= Werner Hofmann (physicist) =

German professor of physics (born 1952)

Werner Hofmann (born November 11, 1952, in Baden-Baden) is a German professor of physics. He is director of the Max Planck Institute for Nuclear Physics in Heidelberg.

==Life and work==

Hofmann studied physics at the University of Karlsruhe, completing his studies with a doctorate in 1977. In 1980 he wrote his Habilitationsschrift at the University of Dortmund. In 1981 he received a Heisenberg Scholarship and from 1984 to 1987 he worked as assistant and associate professor at the University of California, Berkeley, where he was appointed full professor of physics in 1987. Since 1988 he is director at the Max Planck Institute for Nuclear Physics in Heidelberg. In 1989 he also received an honorary professorship at the University of Heidelberg. Since 2010, he is a member of the Heidelberg Academy of Sciences.

Hofmann's research areas include astroparticle physics, specifically high-energy gamma-ray astrophysics of detectors on the ground; CP violation; physics of heavy quarks; neutrinoless double beta decay; QCD; quark and gluon fragmentation; and physics of jets. He is senior scientist in the High Energy Stereoscopic System (H.E.S.S.) experiment in Namibia.
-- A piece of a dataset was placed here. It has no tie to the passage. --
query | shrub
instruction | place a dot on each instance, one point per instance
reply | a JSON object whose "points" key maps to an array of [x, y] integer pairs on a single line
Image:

According to Geoffrey C. Fox, Hofmann's 1981 monograph Jets of Hadrons is "thorough" and "well-written".

==Awards==
In 2010, he received, with the H.E.S.S. team, the Bruno Rossi Prize. In 2015, he was awarded the Marian Smoluchowski Emil Warburg Prize of the Polish Physical Society and the German Physical Society, as well as the Yodh Prize of the International Union of Pure and Applied Physics (IUPAP). In 2016 he received the Stern–Gerlach Medal.